There are three models: BERTopic-UMAP
that's GPU intensive and needs to run on that kind of host, BERTopic-HDBSCAN
that should run on CPUs and BERTopic-inference
that merges the two in the same server if you can't distribute the load better.
Triton needs your Python enviroment, and due to licensing I cannot upload mine. Here is how you can make and upload your own:
# conda create -n rapids-triton -c rapidsai -c nvidia -c conda-forge rapids=22.06 python=3.8 cudatoolkit=11.5
# run export PYTHONNOUSERSITE=True BEFORE CONDA ACTIVATE rapids-triton
# pip install hdbscan pympler psutil
# conda install conda-pack
# conda-pack, move result to root of BERTopic-deploy folder as rapids-triton.tar.gz
This assumes you're using the same Python versions between your enviroment and Triton. Look at Triton documentation if they are different (or just change the conda create command above to use the same Python version your Triton ships with).
This compresses your BERTopic model down to it's composing models to save on everything. Run it after training.
fl = open('/root/hdbscan.pickle','wb')
pickle.dump(your_bertopic_model.hdbscan_model, fl)
fl.close()
fl = open('/root/umap.pickle','wb')
pickle.dump(your_bertopic_model.umap_model, fl)
fl.close()
fl = open('/root/mappings.pickle','wb')
pickle.dump(your_bertopic_model.topic_mapper.get_mappings(original_topics=True), fl)
fl.close()
Getting started with Triton can be overwhelming if you've never used it before.
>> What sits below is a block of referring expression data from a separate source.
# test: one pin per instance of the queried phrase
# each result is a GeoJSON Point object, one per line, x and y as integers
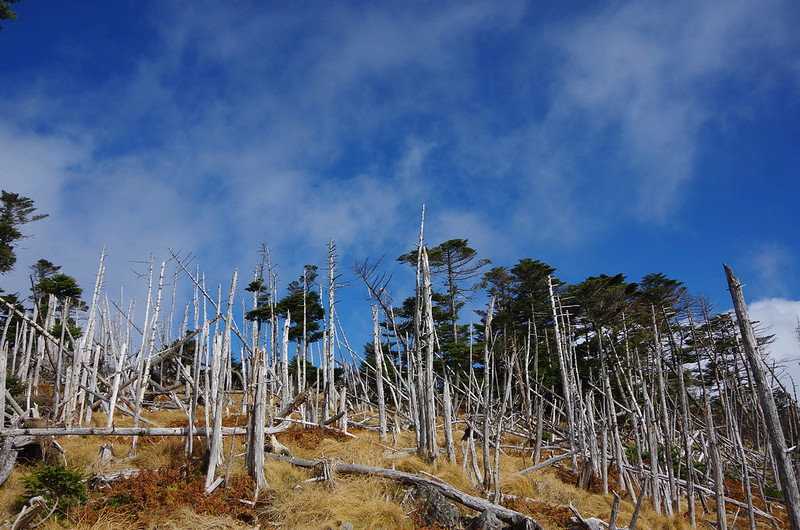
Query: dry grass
{"type": "Point", "coordinates": [293, 500]}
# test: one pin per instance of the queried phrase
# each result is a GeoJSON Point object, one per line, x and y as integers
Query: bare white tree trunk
{"type": "Point", "coordinates": [215, 449]}
{"type": "Point", "coordinates": [377, 346]}
{"type": "Point", "coordinates": [786, 474]}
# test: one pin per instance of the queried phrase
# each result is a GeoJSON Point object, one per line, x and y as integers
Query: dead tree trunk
{"type": "Point", "coordinates": [786, 474]}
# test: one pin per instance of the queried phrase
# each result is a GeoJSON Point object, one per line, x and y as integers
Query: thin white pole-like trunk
{"type": "Point", "coordinates": [786, 474]}
{"type": "Point", "coordinates": [88, 336]}
{"type": "Point", "coordinates": [286, 391]}
{"type": "Point", "coordinates": [377, 346]}
{"type": "Point", "coordinates": [487, 394]}
{"type": "Point", "coordinates": [565, 376]}
{"type": "Point", "coordinates": [218, 353]}
{"type": "Point", "coordinates": [146, 357]}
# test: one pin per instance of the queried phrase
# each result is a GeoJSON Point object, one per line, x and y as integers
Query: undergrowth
{"type": "Point", "coordinates": [153, 493]}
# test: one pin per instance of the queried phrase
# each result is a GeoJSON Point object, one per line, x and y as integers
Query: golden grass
{"type": "Point", "coordinates": [366, 502]}
{"type": "Point", "coordinates": [292, 501]}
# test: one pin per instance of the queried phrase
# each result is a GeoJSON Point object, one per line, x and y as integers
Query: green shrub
{"type": "Point", "coordinates": [60, 486]}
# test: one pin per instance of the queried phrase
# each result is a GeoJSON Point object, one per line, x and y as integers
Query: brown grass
{"type": "Point", "coordinates": [170, 494]}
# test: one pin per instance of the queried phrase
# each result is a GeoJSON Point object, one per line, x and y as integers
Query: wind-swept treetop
{"type": "Point", "coordinates": [15, 211]}
{"type": "Point", "coordinates": [456, 262]}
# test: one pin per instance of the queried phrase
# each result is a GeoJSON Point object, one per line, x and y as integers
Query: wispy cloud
{"type": "Point", "coordinates": [644, 79]}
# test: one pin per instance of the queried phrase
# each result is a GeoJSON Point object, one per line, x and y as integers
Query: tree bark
{"type": "Point", "coordinates": [788, 480]}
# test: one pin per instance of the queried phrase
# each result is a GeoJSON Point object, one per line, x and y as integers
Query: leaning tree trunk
{"type": "Point", "coordinates": [788, 480]}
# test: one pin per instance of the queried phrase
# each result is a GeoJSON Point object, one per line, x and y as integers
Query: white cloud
{"type": "Point", "coordinates": [779, 316]}
{"type": "Point", "coordinates": [645, 78]}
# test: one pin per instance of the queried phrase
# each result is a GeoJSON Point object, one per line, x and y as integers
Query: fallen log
{"type": "Point", "coordinates": [134, 431]}
{"type": "Point", "coordinates": [470, 501]}
{"type": "Point", "coordinates": [547, 462]}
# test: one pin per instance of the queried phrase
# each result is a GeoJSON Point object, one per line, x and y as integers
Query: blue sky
{"type": "Point", "coordinates": [613, 137]}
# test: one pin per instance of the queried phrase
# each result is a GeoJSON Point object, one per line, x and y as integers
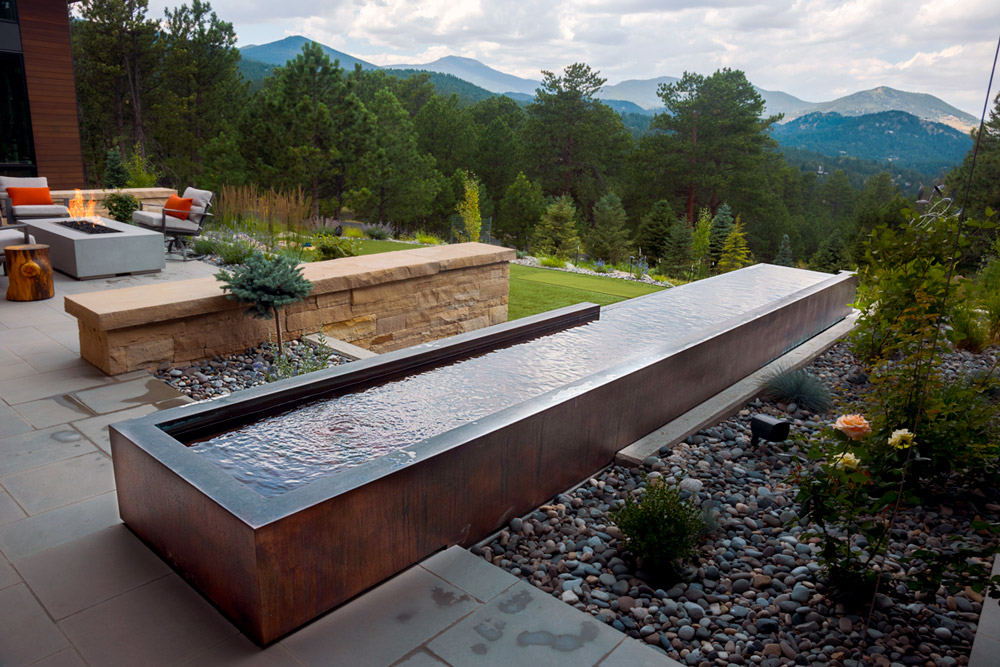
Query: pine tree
{"type": "Point", "coordinates": [653, 233]}
{"type": "Point", "coordinates": [678, 251]}
{"type": "Point", "coordinates": [267, 285]}
{"type": "Point", "coordinates": [520, 210]}
{"type": "Point", "coordinates": [832, 255]}
{"type": "Point", "coordinates": [735, 252]}
{"type": "Point", "coordinates": [701, 244]}
{"type": "Point", "coordinates": [784, 257]}
{"type": "Point", "coordinates": [468, 209]}
{"type": "Point", "coordinates": [115, 174]}
{"type": "Point", "coordinates": [555, 235]}
{"type": "Point", "coordinates": [607, 240]}
{"type": "Point", "coordinates": [722, 226]}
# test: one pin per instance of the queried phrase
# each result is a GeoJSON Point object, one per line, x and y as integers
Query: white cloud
{"type": "Point", "coordinates": [814, 49]}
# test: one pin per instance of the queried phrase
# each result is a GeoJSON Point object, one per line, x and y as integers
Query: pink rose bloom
{"type": "Point", "coordinates": [854, 427]}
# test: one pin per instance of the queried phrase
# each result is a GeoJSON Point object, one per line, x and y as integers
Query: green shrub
{"type": "Point", "coordinates": [332, 247]}
{"type": "Point", "coordinates": [798, 386]}
{"type": "Point", "coordinates": [115, 173]}
{"type": "Point", "coordinates": [121, 206]}
{"type": "Point", "coordinates": [266, 285]}
{"type": "Point", "coordinates": [233, 252]}
{"type": "Point", "coordinates": [378, 232]}
{"type": "Point", "coordinates": [427, 238]}
{"type": "Point", "coordinates": [661, 529]}
{"type": "Point", "coordinates": [205, 246]}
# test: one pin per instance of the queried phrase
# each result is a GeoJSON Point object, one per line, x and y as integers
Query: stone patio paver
{"type": "Point", "coordinates": [32, 534]}
{"type": "Point", "coordinates": [90, 570]}
{"type": "Point", "coordinates": [77, 588]}
{"type": "Point", "coordinates": [164, 622]}
{"type": "Point", "coordinates": [28, 632]}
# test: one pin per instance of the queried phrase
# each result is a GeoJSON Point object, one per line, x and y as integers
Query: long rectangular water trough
{"type": "Point", "coordinates": [280, 502]}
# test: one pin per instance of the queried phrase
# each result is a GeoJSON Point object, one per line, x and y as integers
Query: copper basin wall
{"type": "Point", "coordinates": [273, 564]}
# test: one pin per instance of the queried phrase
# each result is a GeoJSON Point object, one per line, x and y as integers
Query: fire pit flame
{"type": "Point", "coordinates": [84, 211]}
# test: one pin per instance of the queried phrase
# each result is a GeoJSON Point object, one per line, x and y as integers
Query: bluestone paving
{"type": "Point", "coordinates": [239, 651]}
{"type": "Point", "coordinates": [28, 632]}
{"type": "Point", "coordinates": [164, 622]}
{"type": "Point", "coordinates": [384, 624]}
{"type": "Point", "coordinates": [525, 626]}
{"type": "Point", "coordinates": [473, 575]}
{"type": "Point", "coordinates": [32, 534]}
{"type": "Point", "coordinates": [9, 510]}
{"type": "Point", "coordinates": [96, 428]}
{"type": "Point", "coordinates": [38, 448]}
{"type": "Point", "coordinates": [123, 395]}
{"type": "Point", "coordinates": [57, 484]}
{"type": "Point", "coordinates": [50, 411]}
{"type": "Point", "coordinates": [90, 570]}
Run those commands if you want to get a feel for things:
curl -X POST http://localhost:8000/v2/models/BERTopic-inference/versions/1/infer --data-binary "@test_query_inference" --header "Inference-Header-Content-Length: 161"
curl -X POST http://localhost:8000/v2/models/BERTopic-umap/versions/1/infer --data-binary "@test_query_umap" --header "Inference-Header-Content-Length: 165"
If you open the test_query files you'll find ascii character rather than what the model truly expects: FP32 binary bytes. Yes, you need to run your BERT embeddings separately and send them to the model in binary form, it doesn't take ASCII input!
With my complex model (n_components
= 12, 12k topics) I could almost saturate two 3090 GPUs and needed help from 3-4 external 5950x CPUs to keep up with them. You should have much better luck if you keep your model from becoming too complex.
There is a bug or a timeout somewhere that's making Triton dropping maybe 1% of the requests, and that's why the graph above isn't a straight line, but I don't think it's my code.